Économie mondiale

L'Afrique mise sur la transformation locale des minéraux critiques pour capter la valeur ajoutée

À Abidjan, ministres africains et partenaires internationaux ont appelé à un nouveau modèle de gestion des ressources : transformation locale, consolidation des institutions de financement et construction d'infrastructures résilientes pour répondre à la demande mondiale en métaux stratégiques.

L'Afrique mise sur la transformation locale des minéraux critiques pour capter la valeur ajoutée
©Illustration IA Victor Hamon / renseignementeconomique.fr

Un tournant politique pour tirer parti des ressources stratégiques

Lors d'une conférence ministérielle tenue le 10 juillet à Abidjan, les pays africains détenteurs de minéraux critiques et leurs partenaires au développement ont plaidé pour une refonte des modalités d'exploitation et de financement des ressources naturelles. Réunis aux côtés de responsables de la Commission de l'Union africaine, de la ZLECAf, de la Commission économique pour l'Afrique, de banques régionales et d'investisseurs internationaux, les participants ont fait de la création de valeur locale le centre des discussions.

Transformer l'extraction en industrie : l'objectif affiché

Le président de la Banque africaine de développement (BAD) a souligné la nécessité d'un changement de paradigme : privilégier la transformation sur le continent plutôt que l'exportation de matières premières brutes. Pour la BAD, la priorité est d'encourager des chaînes de valeur régionales capables de répondre à la demande mondiale croissante en métaux stratégiques.

« L'objectif de cette conférence est d'opérer un changement de paradigme et d'établir un nouveau partenariat pour le continent africain, afin qu'il puisse mieux gérer ses ressources et en faire bénéficier directement sa population. »

Financement et institutions : un besoin de consolidation

La BAD attire également l'attention sur le paysage institutionnel du financement du développement en Afrique : plus de 100 institutions de financement du développement sont présentes sur le continent, mais leur bilan combiné représente moins de 1% du total mondial des IFD. Les conclusions de la conférence insistent sur la recapitalisation et la consolidation de ces organismes pour soutenir des projets industriels lourds et des infrastructures résilientes.

  • Création de valeur locale : montée en capacité de transformation des minerais.
  • Financement : renforcer et recapitaliser les institutions africaines de développement.
  • Infrastructures : développer des équipements résilients pour l'industrialisation.

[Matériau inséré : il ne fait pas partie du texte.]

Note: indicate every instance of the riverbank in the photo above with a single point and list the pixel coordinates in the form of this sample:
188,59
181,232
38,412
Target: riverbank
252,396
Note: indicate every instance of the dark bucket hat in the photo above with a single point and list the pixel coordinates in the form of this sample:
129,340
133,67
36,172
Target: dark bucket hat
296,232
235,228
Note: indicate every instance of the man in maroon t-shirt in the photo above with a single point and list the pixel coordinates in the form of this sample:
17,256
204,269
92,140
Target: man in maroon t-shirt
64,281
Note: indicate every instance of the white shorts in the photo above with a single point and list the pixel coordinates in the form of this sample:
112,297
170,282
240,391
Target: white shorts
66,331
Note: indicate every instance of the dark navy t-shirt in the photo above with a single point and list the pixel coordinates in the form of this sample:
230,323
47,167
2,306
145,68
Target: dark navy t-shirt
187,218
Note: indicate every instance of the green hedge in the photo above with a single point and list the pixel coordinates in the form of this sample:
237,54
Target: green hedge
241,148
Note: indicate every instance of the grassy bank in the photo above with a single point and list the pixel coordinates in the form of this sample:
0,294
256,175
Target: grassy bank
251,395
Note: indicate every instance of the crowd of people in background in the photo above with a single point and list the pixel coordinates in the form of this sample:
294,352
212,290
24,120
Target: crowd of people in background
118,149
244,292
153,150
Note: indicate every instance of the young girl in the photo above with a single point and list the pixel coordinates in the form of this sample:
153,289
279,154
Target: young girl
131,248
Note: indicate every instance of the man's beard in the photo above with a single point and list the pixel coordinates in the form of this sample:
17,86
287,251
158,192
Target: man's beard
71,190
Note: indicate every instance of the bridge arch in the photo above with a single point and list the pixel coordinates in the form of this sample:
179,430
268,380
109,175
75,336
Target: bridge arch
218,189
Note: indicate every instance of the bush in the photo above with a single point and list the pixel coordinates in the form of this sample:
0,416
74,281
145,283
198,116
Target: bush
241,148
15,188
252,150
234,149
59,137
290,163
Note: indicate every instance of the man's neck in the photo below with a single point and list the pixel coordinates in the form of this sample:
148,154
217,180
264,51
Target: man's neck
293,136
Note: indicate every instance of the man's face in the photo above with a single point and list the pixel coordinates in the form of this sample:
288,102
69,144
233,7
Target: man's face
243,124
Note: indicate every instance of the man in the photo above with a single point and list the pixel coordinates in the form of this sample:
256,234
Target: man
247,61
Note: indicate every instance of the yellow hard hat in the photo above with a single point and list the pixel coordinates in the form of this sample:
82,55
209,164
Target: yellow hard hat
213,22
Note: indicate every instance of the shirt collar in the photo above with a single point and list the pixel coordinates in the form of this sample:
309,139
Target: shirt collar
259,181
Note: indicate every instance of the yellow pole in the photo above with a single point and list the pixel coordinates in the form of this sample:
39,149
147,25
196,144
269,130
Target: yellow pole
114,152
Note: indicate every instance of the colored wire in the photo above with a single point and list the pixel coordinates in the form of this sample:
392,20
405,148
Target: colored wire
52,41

Enjeux pour l'économie française

Pour la France, engagée industriellement et financièrement en Afrique, ces orientations portent plusieurs implications : opportunités pour les groupes français de participer à l'industrialisation locale (investissements dans les usines de raffinage, technologies d'extraction et de recyclage), révision des modèles d'engagement financier bilatéral et multilatéral, et nécessité d'intégrer ces dynamiques aux stratégies industrielles nationales. La sécurisation des approvisionnements en minéraux critiques, indispensables aux secteurs de l'énergie, de l'aéronautique et de la haute technologie, dépendra en partie de la réussite de cette mutation africaine.

ÉlémentChiffre cité
Part des réserves mondiales détenues par l'Afrique~30%
Nombre d'institutions de financement du développement en Afrique>100
Part du bilan combiné des IFD africaines dans le bilan mondial~1%

La conférence d'Abidjan marque donc une volonté politique forte de capter davantage de valeur sur place. La transformation de cette ambition en projets concrets exigera un alignement des politiques publiques africaines, un apport massif de capitaux — publics comme privés — et la mobilisation de compétences industrielles. Pour les acteurs français, il s'agit d'une fenêtre stratégique : accompagner la montée en gamme industrielle en Afrique pourrait contribuer à sécuriser l'accès aux matières premières tout en soutenant la relocalisation de certaines étapes de production indispensables aux chaînes d'approvisionnement européennes.

Reste à traduire les intentions en feuille de route opérationnelle : calendrier d'investissements, conditions de transfert technologique, gouvernance des partenariats et garanties sociales et environnementales seront les critères qui détermineront si cette redéfinition de la place de l'Afrique dans l'économie mondiale des ressources stratégiques produira des bénéfices tangibles pour les populations et pour les économies partenaires.